Aides to President Vladimir Putin said there would be no reaction until early this week, when they expect to be briefed by American officials.
But Russian news accounts quickly raised the possibility that the decision could portend a breakthrough in what has been a largely intractable dispute between Russia and the United States for years. A headline by the Itar-Tass news agency declared, "U.S. abandons fourth phase of European missile defense system that causes the greatest objections from Russia."
Pentagon officials said those long-standing objections by Russia played no role in the decision to reconfigure the missile interceptor program, which they said was based on the increased threat from North Korea, and on technological difficulties and budget considerations.
Still, other Obama administration officials acknowledged potential benefits if the decision is well-received in Moscow, as well as the possibility of continued objections given that the United States is not backing away from its core plan for a land-based missile shield program in Central Europe.
Regardless, some experts said it could help relations by eliminating what the Russians had cited as one of their main objections — the interceptors in the final phase of the missile shield that might have the ability to target long-range intercontinental ballistic missiles, which are part of Russian's nuclear arsenal.

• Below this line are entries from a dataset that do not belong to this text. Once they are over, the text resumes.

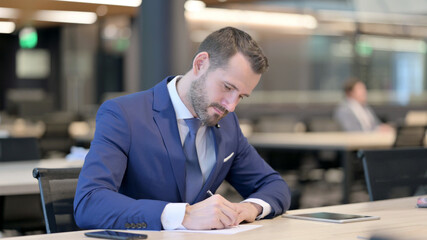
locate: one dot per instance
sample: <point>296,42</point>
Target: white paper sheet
<point>233,230</point>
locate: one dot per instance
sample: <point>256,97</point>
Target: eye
<point>228,88</point>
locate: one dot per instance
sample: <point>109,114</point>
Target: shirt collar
<point>181,110</point>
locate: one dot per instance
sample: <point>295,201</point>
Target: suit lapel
<point>165,118</point>
<point>220,154</point>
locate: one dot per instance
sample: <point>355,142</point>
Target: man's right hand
<point>213,213</point>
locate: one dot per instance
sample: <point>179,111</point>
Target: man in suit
<point>140,173</point>
<point>353,114</point>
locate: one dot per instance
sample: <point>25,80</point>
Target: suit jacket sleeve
<point>254,178</point>
<point>98,202</point>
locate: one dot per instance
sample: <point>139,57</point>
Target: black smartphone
<point>108,234</point>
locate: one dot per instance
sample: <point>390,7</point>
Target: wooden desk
<point>399,219</point>
<point>344,143</point>
<point>16,178</point>
<point>323,140</point>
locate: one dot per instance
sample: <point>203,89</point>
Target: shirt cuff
<point>173,215</point>
<point>266,208</point>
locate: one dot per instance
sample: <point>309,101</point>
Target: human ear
<point>200,63</point>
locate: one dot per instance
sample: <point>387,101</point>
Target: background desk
<point>343,143</point>
<point>399,219</point>
<point>20,206</point>
<point>16,178</point>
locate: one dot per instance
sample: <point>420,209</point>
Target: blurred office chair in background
<point>19,149</point>
<point>56,140</point>
<point>409,136</point>
<point>20,212</point>
<point>395,173</point>
<point>57,189</point>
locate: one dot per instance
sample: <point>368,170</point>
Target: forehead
<point>238,72</point>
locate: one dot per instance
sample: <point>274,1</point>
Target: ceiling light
<point>274,19</point>
<point>65,16</point>
<point>125,3</point>
<point>8,13</point>
<point>7,27</point>
<point>194,6</point>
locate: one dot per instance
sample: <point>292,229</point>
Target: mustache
<point>220,107</point>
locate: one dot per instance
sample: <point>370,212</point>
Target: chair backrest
<point>57,189</point>
<point>19,149</point>
<point>395,173</point>
<point>409,136</point>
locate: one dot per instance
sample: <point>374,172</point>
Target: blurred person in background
<point>354,114</point>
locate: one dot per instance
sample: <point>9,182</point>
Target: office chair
<point>20,212</point>
<point>19,149</point>
<point>395,173</point>
<point>57,189</point>
<point>409,136</point>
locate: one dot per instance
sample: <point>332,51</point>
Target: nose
<point>231,102</point>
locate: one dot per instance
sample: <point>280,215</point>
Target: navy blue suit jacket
<point>136,165</point>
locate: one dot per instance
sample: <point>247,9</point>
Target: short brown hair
<point>222,44</point>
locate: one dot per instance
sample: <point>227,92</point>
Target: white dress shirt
<point>173,214</point>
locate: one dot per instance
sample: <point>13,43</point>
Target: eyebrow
<point>234,86</point>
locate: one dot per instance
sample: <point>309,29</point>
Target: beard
<point>198,99</point>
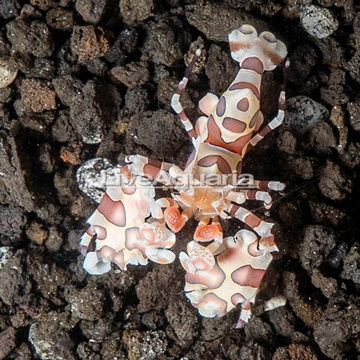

In Washington, many officials have said they believe Russia's real objections were not only about the capabilities of the missile shield but also about a more general political and strategic opposition to an expanding U.S. military presence in Eastern Europe. Canceling only the final stage of the program does not address that concern, so it is possible Russia's position will remain unchanged.
At least some of the canceled interceptors were to have been based in Poland. Reaction from Warsaw has been more muted.